Using remote repositories, it is possible to fetch the various base image for the web and we are working on providing a docker_pull rule to interact more fluently with existing images.

You can learn more about this docker support here.

Trimming your (build) tree

Reposted from @kchodorow's blog.

Jonathan Lange wrote a great blog post about how Bazel caches tests. Basically: if you run a test, change your code, then run a test again, the test will only be rerun if you changed something that could actually change the outcome of the test. Bazel takes this concept pretty far to minimize the work your build needs to do, in some ways that aren't immediately obvious.

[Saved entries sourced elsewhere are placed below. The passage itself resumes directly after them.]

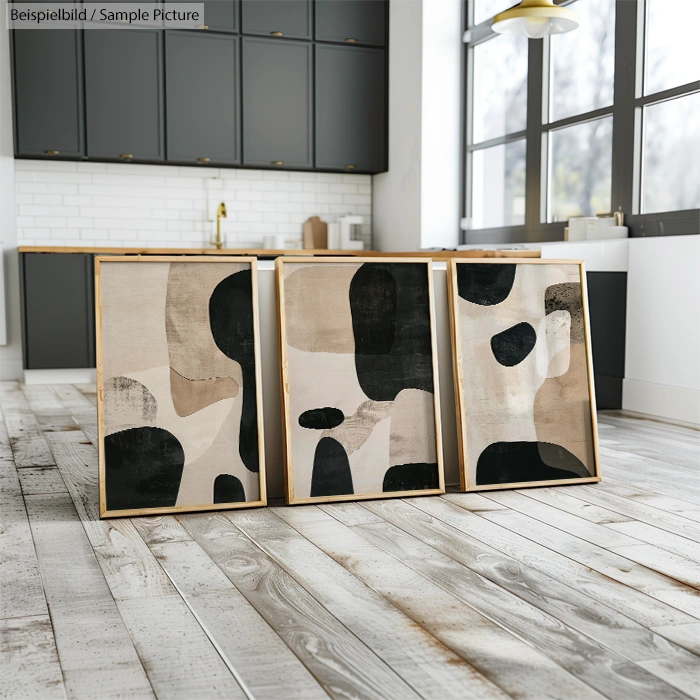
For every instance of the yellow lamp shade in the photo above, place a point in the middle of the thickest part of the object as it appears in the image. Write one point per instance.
(535, 19)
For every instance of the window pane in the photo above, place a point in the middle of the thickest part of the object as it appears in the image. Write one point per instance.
(498, 186)
(580, 170)
(583, 61)
(485, 9)
(672, 44)
(500, 87)
(671, 165)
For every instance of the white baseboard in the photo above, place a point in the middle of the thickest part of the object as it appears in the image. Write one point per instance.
(59, 376)
(670, 402)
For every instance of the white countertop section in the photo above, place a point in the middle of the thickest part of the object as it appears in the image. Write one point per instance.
(599, 256)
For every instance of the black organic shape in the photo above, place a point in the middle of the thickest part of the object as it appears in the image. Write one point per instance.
(391, 325)
(228, 489)
(567, 296)
(485, 284)
(331, 475)
(321, 418)
(513, 345)
(143, 468)
(231, 321)
(518, 462)
(411, 477)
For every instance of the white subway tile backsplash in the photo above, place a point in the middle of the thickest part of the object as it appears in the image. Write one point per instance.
(126, 204)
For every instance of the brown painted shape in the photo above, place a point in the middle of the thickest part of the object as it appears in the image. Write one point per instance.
(317, 308)
(192, 350)
(563, 410)
(192, 395)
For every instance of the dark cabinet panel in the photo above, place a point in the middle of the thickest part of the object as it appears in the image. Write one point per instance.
(351, 21)
(277, 107)
(221, 15)
(48, 87)
(290, 18)
(58, 318)
(124, 93)
(350, 108)
(202, 97)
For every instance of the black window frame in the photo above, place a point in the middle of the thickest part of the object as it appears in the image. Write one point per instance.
(627, 113)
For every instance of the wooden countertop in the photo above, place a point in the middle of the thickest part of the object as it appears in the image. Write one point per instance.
(436, 255)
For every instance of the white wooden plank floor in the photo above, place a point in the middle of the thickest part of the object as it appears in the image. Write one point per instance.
(572, 592)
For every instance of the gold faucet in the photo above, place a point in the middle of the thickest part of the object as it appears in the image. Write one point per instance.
(221, 211)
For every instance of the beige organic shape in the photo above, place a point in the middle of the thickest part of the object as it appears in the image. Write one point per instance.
(133, 312)
(127, 404)
(413, 437)
(317, 307)
(353, 432)
(562, 410)
(553, 344)
(192, 395)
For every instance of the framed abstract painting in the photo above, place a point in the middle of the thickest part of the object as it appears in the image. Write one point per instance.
(178, 380)
(523, 372)
(359, 379)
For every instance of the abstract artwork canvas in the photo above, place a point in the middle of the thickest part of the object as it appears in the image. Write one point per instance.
(359, 379)
(523, 372)
(179, 409)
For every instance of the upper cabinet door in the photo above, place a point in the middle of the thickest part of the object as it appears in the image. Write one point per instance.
(277, 106)
(288, 18)
(202, 97)
(48, 83)
(124, 94)
(350, 109)
(221, 15)
(351, 21)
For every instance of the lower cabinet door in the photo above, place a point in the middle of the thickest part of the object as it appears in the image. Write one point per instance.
(58, 310)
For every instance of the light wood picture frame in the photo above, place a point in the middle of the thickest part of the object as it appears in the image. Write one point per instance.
(359, 379)
(523, 371)
(179, 390)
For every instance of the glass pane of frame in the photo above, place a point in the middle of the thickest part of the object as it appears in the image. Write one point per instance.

Let's take an example. Say you're using Bazel to "build" rigatoni arrabiata, which could be represented as having the following dependencies:

Each food is a library which depends on the libraries below it. Suppose you change a dependency, like the garlic:

Bazel will stat the files of the "garlic" library and notice this change, and then make a note that the things that depend on "garlic" may have also changed:

The fancy term for this is "invalidating the upward transitive closure" of the build graph, aka "everything that depends on a thing might be dirty." Note that Bazel already knows that this change doesn't affect several of the libraries (rigatoni, tomato-puree, and red-pepper), so they definitely don't have to be rebuilt.

Bazel will then evaluate the "sauce" node and figures out if its output has changed. This is where the secret sauce (ha!) happens: if the output of the "sauce" node hasn't changed, Bazel knows that it doesn't have to recompile rigatoni-arrabiata (the top node), because none of its direct dependencies changed!

The sauce node is no longer “maybe dirty” and so its reverse dependencies (rigatoni-arrabiata) can also be marked as clean.

In general, of course, changing the code for a library will change its compiled form, so the "maybe dirty" node will end up being marked as "yes, dirty" and re-evaluated (and so on up the tree). However, Bazel's build graph lets you compile the bare minimum for a well-structured library, and in some cases avoid compilations altogether.

Configuring your Java builds

Let say that you want to build for Java 8 and errorprone checks off but keep the tools directory provided with Bazel in the package path, you could do that by having the following rc file:

build --javacopt="-extra_checks:off"
build --javacopt="-source 8"
build --javacopt="-target 8"

However, the file would becomes quickly overloaded, especially if you take all languages and options into account. Instead, you can tweak the java_toolchain rule that specifies the various options for the java compiler. So in a BUILD file:

java_toolchain(
    name = "my_toolchain",
    encoding = "UTF-8",
    source_version = "8",
    target_version = "8",
    misc = [
        "-extra_checks:on",
    ],
)

And to keep it out of the tools directory (or you need to copy the rest of the package), you can redirect the default one in a bazelrc:

build --java_toolchain=//package:my_toolchain

In the future, toolchain rules should be the configuration points for all the languages but it is a long road. We also want to make it easier to rebind the toolchain using the bind rule in the WORKSPACE file.

Sharing your rc files

You can customize the options Bazel runs with in your ~/.bazelrc, but that doesn't scale when you share your workspace with others.

For instance, you could de-activate Error Prone's DepAnn checks by adding the --javacopt="-Xep:DepAnn:OFF" flag in your ~/.bazelrc. However, ~/.bazelrc is not really convenient as it a user file, not shared with your team. You could instead add a rc file at tools/bazel.rc in your workspace with the content of the bazelrc file you want to share with your team:

build --javacopt="-Xep:DepAnn:OFF"

This file, called a master rc file, is parsed before the user rc file. There is three paths to master rc files that are read in the following order:

  1. tools/bazel.rc (depot master rc file),
  2. /path/to/bazel.bazelrc (alongside bazel rc file), and
  3. /etc/bazel.bazelrc (system-wide bazel rc file).

The complete documentation on rc file is here.